Chez les femmes également, certains stéréotypes perdurent et les valeurs traditionnelles gagnent du terrain dans leur pensée. L’idée « qu’il est normal que les femmes s’arrêtent de travailler pour s’occuper de leurs enfants » gagne sept points (34 %) chez les intéressées. Selon l’étude, « plus de la moitié de la population [homme comme femme, ndlr] trouve encore normal ou positif qu’une femme cuisine tous les jours pour toute la famille ».
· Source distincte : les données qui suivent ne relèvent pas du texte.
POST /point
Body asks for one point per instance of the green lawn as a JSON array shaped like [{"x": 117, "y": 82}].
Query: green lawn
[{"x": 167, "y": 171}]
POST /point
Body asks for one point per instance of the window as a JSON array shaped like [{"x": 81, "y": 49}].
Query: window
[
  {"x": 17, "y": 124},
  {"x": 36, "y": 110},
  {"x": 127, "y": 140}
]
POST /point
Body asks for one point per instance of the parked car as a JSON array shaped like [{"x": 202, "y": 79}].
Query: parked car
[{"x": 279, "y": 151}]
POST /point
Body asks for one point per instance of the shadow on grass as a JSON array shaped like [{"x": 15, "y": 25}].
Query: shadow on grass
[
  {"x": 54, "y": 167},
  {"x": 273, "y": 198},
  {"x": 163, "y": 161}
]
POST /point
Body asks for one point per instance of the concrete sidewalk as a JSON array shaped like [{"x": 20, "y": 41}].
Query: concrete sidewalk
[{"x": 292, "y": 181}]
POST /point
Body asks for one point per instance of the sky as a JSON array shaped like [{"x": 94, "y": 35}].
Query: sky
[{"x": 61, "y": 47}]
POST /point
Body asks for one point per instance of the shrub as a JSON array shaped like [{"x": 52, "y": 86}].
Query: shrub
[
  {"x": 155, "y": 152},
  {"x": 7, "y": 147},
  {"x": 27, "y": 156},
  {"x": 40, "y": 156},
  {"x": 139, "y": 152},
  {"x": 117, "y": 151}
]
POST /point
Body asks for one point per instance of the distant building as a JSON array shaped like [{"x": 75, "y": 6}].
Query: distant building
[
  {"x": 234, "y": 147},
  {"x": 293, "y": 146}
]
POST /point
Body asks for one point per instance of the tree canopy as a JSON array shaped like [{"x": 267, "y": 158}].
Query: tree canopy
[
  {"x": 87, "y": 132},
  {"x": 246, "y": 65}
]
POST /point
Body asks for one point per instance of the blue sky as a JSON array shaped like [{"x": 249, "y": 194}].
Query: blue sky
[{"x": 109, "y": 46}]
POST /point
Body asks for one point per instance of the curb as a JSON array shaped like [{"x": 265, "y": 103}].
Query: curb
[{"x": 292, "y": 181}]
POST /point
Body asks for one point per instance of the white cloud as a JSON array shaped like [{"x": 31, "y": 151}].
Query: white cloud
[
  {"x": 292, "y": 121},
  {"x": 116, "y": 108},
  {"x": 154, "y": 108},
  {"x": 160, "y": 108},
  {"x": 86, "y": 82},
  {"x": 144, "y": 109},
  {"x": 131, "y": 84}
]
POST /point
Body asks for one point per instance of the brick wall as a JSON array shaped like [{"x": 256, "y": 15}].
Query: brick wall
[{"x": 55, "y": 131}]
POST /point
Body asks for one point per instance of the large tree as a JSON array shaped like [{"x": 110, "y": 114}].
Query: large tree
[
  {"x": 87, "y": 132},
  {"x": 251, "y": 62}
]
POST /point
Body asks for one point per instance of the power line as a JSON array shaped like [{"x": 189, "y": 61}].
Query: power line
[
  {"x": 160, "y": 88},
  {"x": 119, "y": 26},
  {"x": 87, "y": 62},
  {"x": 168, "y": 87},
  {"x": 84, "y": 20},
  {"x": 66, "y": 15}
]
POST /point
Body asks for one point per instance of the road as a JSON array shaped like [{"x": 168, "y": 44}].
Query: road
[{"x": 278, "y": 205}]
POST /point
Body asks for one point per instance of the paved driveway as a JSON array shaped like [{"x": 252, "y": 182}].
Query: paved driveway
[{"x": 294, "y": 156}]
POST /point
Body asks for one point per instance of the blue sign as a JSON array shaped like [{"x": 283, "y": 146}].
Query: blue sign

Trois incubateurs du sexisme : l’école, la famille et Internet

La finalité de tous ces clichés qui persistent est que les violences sexistes ne reculent toujours pas : 37 % des femmes déclarent avoir vécu une situation de non-consentement, un chiffre qui grimpe à plus de 50 % chez les 25-34 ans. Et pour y remédier, ce rapport qui entend s’attaquer « aux racines du sexisme » a identifié les trois « incubateurs les plus puissants de la société » : la famille, l’école et Internet.

« Cela rend la lutte contre le sexisme encore plus nécessaire et urgente. On ne peut lutter contre les violences sans s’attaquer aux racines du mal, sinon c’est le tonneau des Danaïdes », affirme Sylvie Pierre-Brossolette. Le HCE recommande donc d’inciter juges et citoyens à s’approprier le délit du sexisme, qui existe dans les textes, mais qu’il recommande de simplifier.

Le HCE préconise aussi de « réguler l’espace numérique ». Il recommande de contraindre par la loi les plateformes à auto-évaluer, sous l’égide de l’Arcom, le degré de stéréotypes et de sexisme de leurs contenus les plus vus, sur le modèle des chaînes de télévision. Une proposition qu’avaient acceptée en principe les patrons français de Meta et Google.

La première journée nationale contre le sexisme aura lieu ce jeudi 25 janvier. Une initiative du gouvernement, reprenant l’idée du collectif Ensemble contre le sexisme qui organisait cette journée depuis 7 ans. Plusieurs événements sont prévus à l’occasion : un « Sexisme TV show », parodie de chaîne télévisée du collectif à l’origine de l’événement, ou un spot du HCE pour « faire du sexisme une histoire ancienne ».